Я смотрела, как солнце окрашивает небо цветными пятнами сотен оттенков пурпурного и золотого; как серые дождевые облака парят над Киллалой на другой стороне залива, пока мы наслаждаемся редким солнечным сиянием. В сушу вдавались уступы и гладкие валуны, дети могли искать там мертвых крабов, ракушки и прочие морские сокровища. И я думала: «Бог создал все это, а еще одного ребенка мне не дал». Иногда я уступала своим слезам и давала им смешиваться с морскими брызгами, и облегчала душу рыданиями на природе. Проходили дни, и я почувствовала, как чувство несправедливости оттого, что я не смогла забеременеть во второй раз, уходит, но вместо этого мои мысли начали вращаться вокруг старей обиды, и я посмотрела на нее новыми глазами.

Любовь.

Пустота в моей душе, которую раньше заполняли мысли о моем вымышленном сыне, была тем же местом, где гнездилось мое нереализованное желание страстной любви. Я чувствовала, как морской бриз ласкает мою шею, как подол моей хлопковой юбки щекочет мое колено, но я больше не ощущала прикосновений своего мужа, не слышала его голос и даже не видела его по-настоящему. Он стал объектом, как предмет мебели или хлеб. Поэтому мое страстное желание ребенка было замещено моей тоской по волнению первого запретного поцелуя.

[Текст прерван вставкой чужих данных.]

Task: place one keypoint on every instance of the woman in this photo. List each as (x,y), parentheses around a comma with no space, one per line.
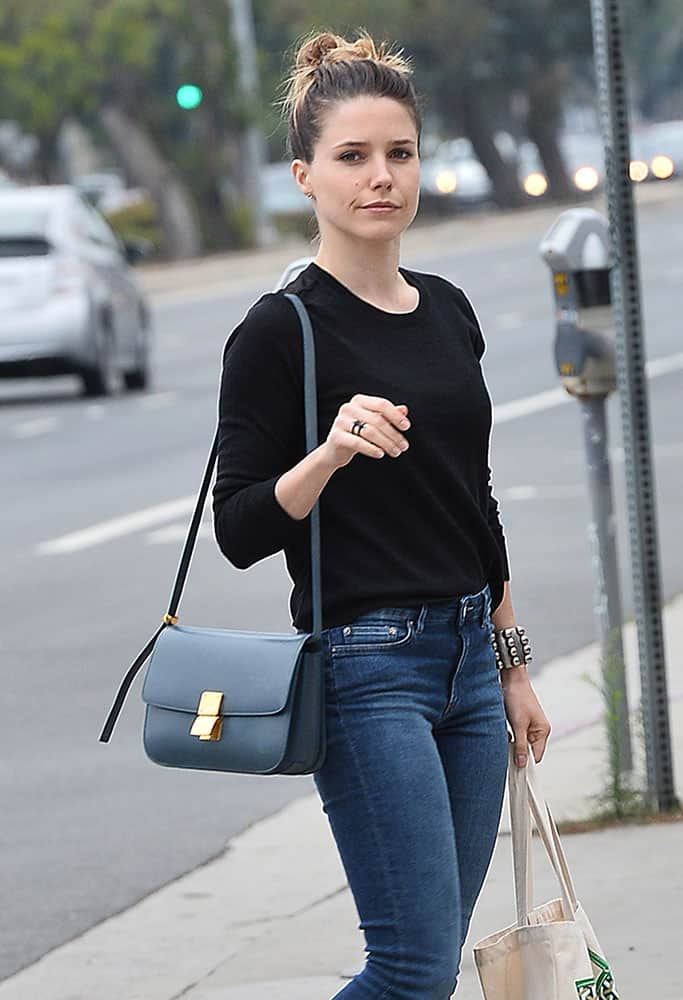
(414,565)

Это была знакомая боль. Но все равно боль.

Я сидела на камнях, когда мне показалось, что я вижу его, идущего к причалу. На нем был коричневый костюм, его черные волосы волнами ниспадали на плечи. Он был прежним в том смысле, что первая любовь никогда не стареет.

Я не видела его лица, но я знала, что это — Майкл.

Шок не парализовал меня, как это бывает в мечтах, а заставил стремглав броситься к пирсу. Мои ноги скользили по камням; я даже не остановилась, чтобы выбрать подходящий путь наверх. Это означало бы, что я повернусь к нему спиной, а я не могла позволить ему пропасть из вида. Я не позвала Майкла и не думала о том, что скажу, когда догоню его. Я бежала прямо к нему босая и задыхающаяся.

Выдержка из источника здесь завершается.